The Beginnings of the Rhiwlas Project

Lets start at the very beginning

Portatit of Tim Collier by Jorge Lewinski
Portait taken by Jorge Lewinski, 1979

It’s interesting to chart the beginnings of a project that 30 years down the line is still resonating with you. During years as an undergraduate student at West Surrey College of Art and Design (the portrait above was taken during this time by one of my lecturers, the famous Polish portrait photographer Jorge Lewinski), I wrote diary entries of my thoughts on all things photographic. As these diaries predate the ones I kept during the year I lived with the farming community in Bala, north Wales, it’s perhaps a good starting point to see what my initial thoughts were in relation to the project and then to react to these today.

My first entry relating to the project was written on 10th February 1979 under a broader heading, ‘Reason for Photography’ This entry predates the beginning of the ‘Rhiwlas Project’ by 15 months but shows that I was clearly moving towards a classical approach to documentary photography.

…The next project I want to set myself is, ‘Portrait of a Locality’ I want to choose a rural situation and depict, in as few prints as I can, the way certain people revolve around each other in the locality. The photographs will have to be planned. It would, I feel, be important to watch the locality closely, without definite ideas of taking any shots at all, it would then be possible to get a feeling for the situation, to understand a bit more about how they lived and the important aspects of their life

- Feb 10th 1979

I was to photograph various subjects prior to starting the Rhiwlas project to gain the experience I felt I lacked at that time. It was important to critique my own work before embarking on such a major piece of work and my lecturers at the time were all more than willing to look at work I was carrying out along side my degree studies.

A love of photography

A couple of points here – ‘…The next project I want to set myself…’  The work I was doing towards my final year was independent of assignment work in university. I always saw course assignments as informing my own work rather than defining it. Personal projects allowed me to develop in my own way, whilst taking from the course and my lecturers elements I felt relevant to how I was seeing photography. Photography was never something to be compartmentalised into a days university work. It was something I surrounded myself with all the time. It was something I loved then and still do now.
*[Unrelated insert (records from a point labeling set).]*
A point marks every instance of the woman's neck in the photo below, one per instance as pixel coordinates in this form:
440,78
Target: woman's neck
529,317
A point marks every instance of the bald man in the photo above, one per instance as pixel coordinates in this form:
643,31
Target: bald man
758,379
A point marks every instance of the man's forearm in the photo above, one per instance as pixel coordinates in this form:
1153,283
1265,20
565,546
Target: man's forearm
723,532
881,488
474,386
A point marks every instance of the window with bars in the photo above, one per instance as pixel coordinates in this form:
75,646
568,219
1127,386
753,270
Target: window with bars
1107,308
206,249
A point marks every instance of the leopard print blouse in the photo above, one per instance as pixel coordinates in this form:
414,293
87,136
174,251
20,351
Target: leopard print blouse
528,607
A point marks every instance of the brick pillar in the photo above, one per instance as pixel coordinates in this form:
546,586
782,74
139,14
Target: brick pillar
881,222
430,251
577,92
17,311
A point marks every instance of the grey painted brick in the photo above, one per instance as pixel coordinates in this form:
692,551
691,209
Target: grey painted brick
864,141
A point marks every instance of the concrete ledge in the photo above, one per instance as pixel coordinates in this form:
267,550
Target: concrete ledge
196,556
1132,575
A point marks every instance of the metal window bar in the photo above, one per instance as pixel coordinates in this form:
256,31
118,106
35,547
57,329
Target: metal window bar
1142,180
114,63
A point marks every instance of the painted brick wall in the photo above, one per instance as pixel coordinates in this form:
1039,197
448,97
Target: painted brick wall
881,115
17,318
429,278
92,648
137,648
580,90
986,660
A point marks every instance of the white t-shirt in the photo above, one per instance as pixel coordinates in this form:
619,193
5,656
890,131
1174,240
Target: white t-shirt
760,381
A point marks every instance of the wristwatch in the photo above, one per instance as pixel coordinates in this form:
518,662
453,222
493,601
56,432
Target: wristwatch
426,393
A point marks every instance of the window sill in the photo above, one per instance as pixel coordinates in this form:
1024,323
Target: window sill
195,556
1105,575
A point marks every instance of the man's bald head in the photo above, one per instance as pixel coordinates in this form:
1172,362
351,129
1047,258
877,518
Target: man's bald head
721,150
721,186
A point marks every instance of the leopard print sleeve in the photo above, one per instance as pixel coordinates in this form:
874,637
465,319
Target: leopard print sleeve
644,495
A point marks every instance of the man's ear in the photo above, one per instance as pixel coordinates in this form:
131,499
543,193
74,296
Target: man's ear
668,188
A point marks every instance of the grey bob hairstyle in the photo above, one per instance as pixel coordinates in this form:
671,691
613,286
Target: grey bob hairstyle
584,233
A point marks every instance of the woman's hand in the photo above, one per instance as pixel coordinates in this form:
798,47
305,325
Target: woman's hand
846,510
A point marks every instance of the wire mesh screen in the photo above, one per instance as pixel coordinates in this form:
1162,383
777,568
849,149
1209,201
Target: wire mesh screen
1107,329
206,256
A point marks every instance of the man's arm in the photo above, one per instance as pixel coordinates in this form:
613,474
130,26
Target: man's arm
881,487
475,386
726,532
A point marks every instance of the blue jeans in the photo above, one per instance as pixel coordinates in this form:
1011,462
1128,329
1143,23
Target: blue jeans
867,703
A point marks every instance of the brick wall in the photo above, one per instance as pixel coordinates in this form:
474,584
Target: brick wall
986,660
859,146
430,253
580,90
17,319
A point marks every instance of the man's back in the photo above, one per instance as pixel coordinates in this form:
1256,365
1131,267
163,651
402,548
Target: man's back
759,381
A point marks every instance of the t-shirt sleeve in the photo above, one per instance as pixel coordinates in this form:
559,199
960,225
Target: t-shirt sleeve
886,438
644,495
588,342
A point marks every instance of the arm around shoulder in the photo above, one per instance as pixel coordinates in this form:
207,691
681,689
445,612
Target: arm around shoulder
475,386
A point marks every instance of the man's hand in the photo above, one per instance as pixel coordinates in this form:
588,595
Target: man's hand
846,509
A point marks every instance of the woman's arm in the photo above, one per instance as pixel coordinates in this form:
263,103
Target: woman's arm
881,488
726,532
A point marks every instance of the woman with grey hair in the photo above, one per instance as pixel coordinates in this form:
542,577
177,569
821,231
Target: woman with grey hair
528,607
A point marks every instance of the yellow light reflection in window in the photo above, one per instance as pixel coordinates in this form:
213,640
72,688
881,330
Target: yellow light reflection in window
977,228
…to get a feeling for the situation, to understand a bit more about how they lived…

This quote firmly establishes the way I believed good documentary work should be approached and nothing has changed my thoughts in the thirty years or so that have elapsed since I wrote those words. To ‘…get a feeling…’ and to ‘…understand…’ can only be achieved by spending time with those you are photographing, to establish relationships and to ‘merge’ into the background.

plan but never set up a photographSheep being driven off the mountain and over a waterfall

The line that puzzles me is ‘The photographs will have to be planned’  What do I mean here? With the philosophy I was adopting and the photographers who I was inspired by, I can only believe I meant planned in the way you would not go into any situation without carefully thinking it through, planning it as it were. But planned here could imply a construction of the image in some way – a pre-planned shoot, where situations have been set up for the sole purpose of the photographer. This was something I never did but I did ‘plan’ certain shots.

I remember clearly staking out certain locations and observing what was occurring and where best a photograph could be made. I was certainly planning a shot, but would never construct the situation in order to gain the image. Knowing the best location to be in when the sheep were driven off the mountain was planning, asking the shepherd to drive them deliberately through a particular path that you know would create a fine image would be construction and this approach would fall out of the realm of true documentary practice for me.